Oxford City Council continues Designated Outdoor Refreshment Area talks

Oxford’s City Council discussed so many topics at its most recent meeting the agenda kept them there late into the night.

Four of the resolutions on the early November meeting agenda related to money matters, with one of them and two others related to police department items. Another one dealt with revisions to update the city’s employee Handbook, while another one was brought up for discussion of ways to provide safe sidewalk alternatives during construction projects.

A resolution to re-open the city’s Designated Outdoor Refreshment Area during the time of the upcoming university holiday break seemed headed for a quick vote of approval until the discussion became focused on simply leaving the DORA in place for all times of the year.

The resolution imitated one of a year ago to open the DORA between Dec. 17 and Jan. 23. The original DORA legislation was proposed to offer an on-street public drinking area only during the summer months when fewer students were in town in order to curb risks of underage drinking or disorderly conduct incidents. Then last fall, a resolution extended that to the holiday period. This new resolution was designed to copy that approach, but then the discussion changed to simply leaving it in place beyond the January date.

Approval was moved by Edna Southard with a second from Glenn Ellerbe, who suggested the amendment as a test of how well it goes with a full complement of students in town.

“The DORA provides a tremendous economic improvement to our town. As it is written, we must approve changes. If we open the DORA to everyone in town, it will improve the overall (economic) health of the town,” Ellerbe said. “It’s worth a shot to see if it works.”

He then proposed amending the resolution to remove the Jan. 23 date, thus automatically extending the DORA until a future action changes it. He also proposed extending the area of the DORA to include the Oxford Community Arts Center on South College Avenue.
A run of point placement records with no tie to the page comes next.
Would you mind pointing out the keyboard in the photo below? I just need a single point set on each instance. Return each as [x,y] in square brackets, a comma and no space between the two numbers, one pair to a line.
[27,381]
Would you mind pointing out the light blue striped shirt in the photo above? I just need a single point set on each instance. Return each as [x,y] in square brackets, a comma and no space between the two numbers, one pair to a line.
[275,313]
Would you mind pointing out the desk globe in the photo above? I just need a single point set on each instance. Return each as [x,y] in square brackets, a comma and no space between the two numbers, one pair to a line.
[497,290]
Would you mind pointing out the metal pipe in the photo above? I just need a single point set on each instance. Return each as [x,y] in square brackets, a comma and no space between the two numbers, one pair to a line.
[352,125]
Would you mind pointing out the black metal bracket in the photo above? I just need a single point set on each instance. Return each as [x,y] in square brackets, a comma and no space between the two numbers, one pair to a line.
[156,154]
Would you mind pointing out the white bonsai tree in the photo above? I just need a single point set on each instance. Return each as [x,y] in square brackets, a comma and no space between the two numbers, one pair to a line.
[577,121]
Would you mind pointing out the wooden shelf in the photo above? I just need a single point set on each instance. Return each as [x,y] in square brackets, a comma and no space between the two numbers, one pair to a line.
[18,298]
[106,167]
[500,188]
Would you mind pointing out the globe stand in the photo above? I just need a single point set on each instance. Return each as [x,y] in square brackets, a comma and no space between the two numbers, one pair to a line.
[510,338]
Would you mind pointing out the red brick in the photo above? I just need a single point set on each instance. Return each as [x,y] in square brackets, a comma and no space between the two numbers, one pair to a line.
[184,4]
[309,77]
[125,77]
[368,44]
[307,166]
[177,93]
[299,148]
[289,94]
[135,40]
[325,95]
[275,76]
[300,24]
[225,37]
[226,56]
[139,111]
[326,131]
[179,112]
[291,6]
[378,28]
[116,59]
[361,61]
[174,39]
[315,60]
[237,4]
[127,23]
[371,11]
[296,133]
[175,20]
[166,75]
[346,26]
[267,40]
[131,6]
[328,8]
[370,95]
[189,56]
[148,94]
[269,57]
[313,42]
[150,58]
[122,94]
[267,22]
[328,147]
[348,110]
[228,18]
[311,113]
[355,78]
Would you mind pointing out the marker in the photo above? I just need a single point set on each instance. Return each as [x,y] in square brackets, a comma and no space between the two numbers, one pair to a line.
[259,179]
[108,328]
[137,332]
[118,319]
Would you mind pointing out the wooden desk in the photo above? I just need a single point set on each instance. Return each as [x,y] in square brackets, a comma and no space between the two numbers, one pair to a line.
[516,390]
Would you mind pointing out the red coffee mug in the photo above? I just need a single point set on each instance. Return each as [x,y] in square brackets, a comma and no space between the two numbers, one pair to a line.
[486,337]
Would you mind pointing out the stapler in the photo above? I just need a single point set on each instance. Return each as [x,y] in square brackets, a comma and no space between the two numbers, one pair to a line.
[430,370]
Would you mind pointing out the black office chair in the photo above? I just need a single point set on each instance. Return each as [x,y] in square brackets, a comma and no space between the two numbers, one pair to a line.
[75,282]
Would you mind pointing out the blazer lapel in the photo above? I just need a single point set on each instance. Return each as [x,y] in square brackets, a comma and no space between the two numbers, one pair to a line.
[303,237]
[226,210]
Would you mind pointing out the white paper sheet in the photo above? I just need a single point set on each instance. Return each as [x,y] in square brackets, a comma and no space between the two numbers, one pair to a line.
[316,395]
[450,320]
The western limit of the DORA currently is Beech Street.

City Manager Doug Elliott pointed out the OCAC does not have a liquor license.

Ellerbe proposed giving the city manager authority to shut down the DORA if there are too many problems.

The amendment drew a second from David Prytherch, who said he was doing that simply to allow the discussion to continue.

Police chief John Jones said he was apprehensive about the proposed amendment and extension of the DORA saying he had been out on the streets the previous Friday night and had seen so many red (Solo) cups officers were not able to write all the citations, instead being forced to simply throw the drinks out.

“The litter generated is pretty heavy, especially from one particular bar,” chief Jones said.

Mayor Mike Smith said it might be worth the experiment but hesitated to do it at a meeting when the public was not aware of it. He suggested if they want to try having the DORA when students are in residence, they try a pilot program after spring break.

No formal vote was taken on the proposed amendment but Council members agreed to leave the resolution as proposed and to have a discussion of extending the DORA at a later time.

The resolution as it appeared on the agenda for the DORA from Dec. 17 to Jan. 23 was approved on a 6-0 vote, with vice Mayor Bill Snavely absent from the meeting.

Other Oxford City Council items

A resolution intended to be a point of discussion had been proposed by Prytherch to city staff but was placed on the agenda to get a consensus of Council. It was to “ensure safe passage of pedestrians and wheelchair users on sidewalks, walkways and temporary pedestrian access routes during building and roadway construction.”

Prytherch said he had intended for the discussion to create a standard way of dealing with sidewalk closures which continue for a great length of time. The idea was triggered by the situation just across the street from the Courthouse building. That particular sidewalk situation is worsened by the fact the construction is “lot line to lot line” forcing people to either use the street or cross the street and proceed on the other side.

Council member Edna Southard said a lot of factors cause a project to go longer than expected but said she was uneasy about a covered sidewalk area in the street because “accidents happen.” She said it makes sense to cross the street and use the sidewalk on the other side.

The resolution passed on a 4-2 vote with Southard and Smith voting against it.

All of the remaining seven resolutions were approved on 6-0 votes.

In one of those dealing with money issues, Council authorized the city manager to enter into an agreement with the Ohio Department of Natural Resources, Forestry Division for a grant from their Urban Canopy grant program. In most cases Council is asked to approve acceptance of grant money after application and approval. In this case, however, the ODNR requires action to proceed with acceptance of the money if it is offered.

Also approved was allocation of part of the expected Community Development Block Grant funds — approximately $113,000 — for construction of a parking lot and extension of West Walnut Street to accommodate the planned College@Elm project, a joint venture by the city and Miami University.

Another was related to that one, appropriating funds from the American Rescue Plan allocation to College@Elm improvements.

Another finance-related resolution approved an upgrade to the existing contract for the police department body worn cameras.

The other resolutions approved at the meeting included a renewal of the police mutual aid agreement with Miami University, an expansion of that agreement for a new information sharing agreement to better address alleged sex offenses and offenses of violence and another for changes to the city’s employee handbook intended to update rules.

Those updates include such things as adding another personal day for Juneteenth, adding parental leave options as well as provisions for leaves of absence.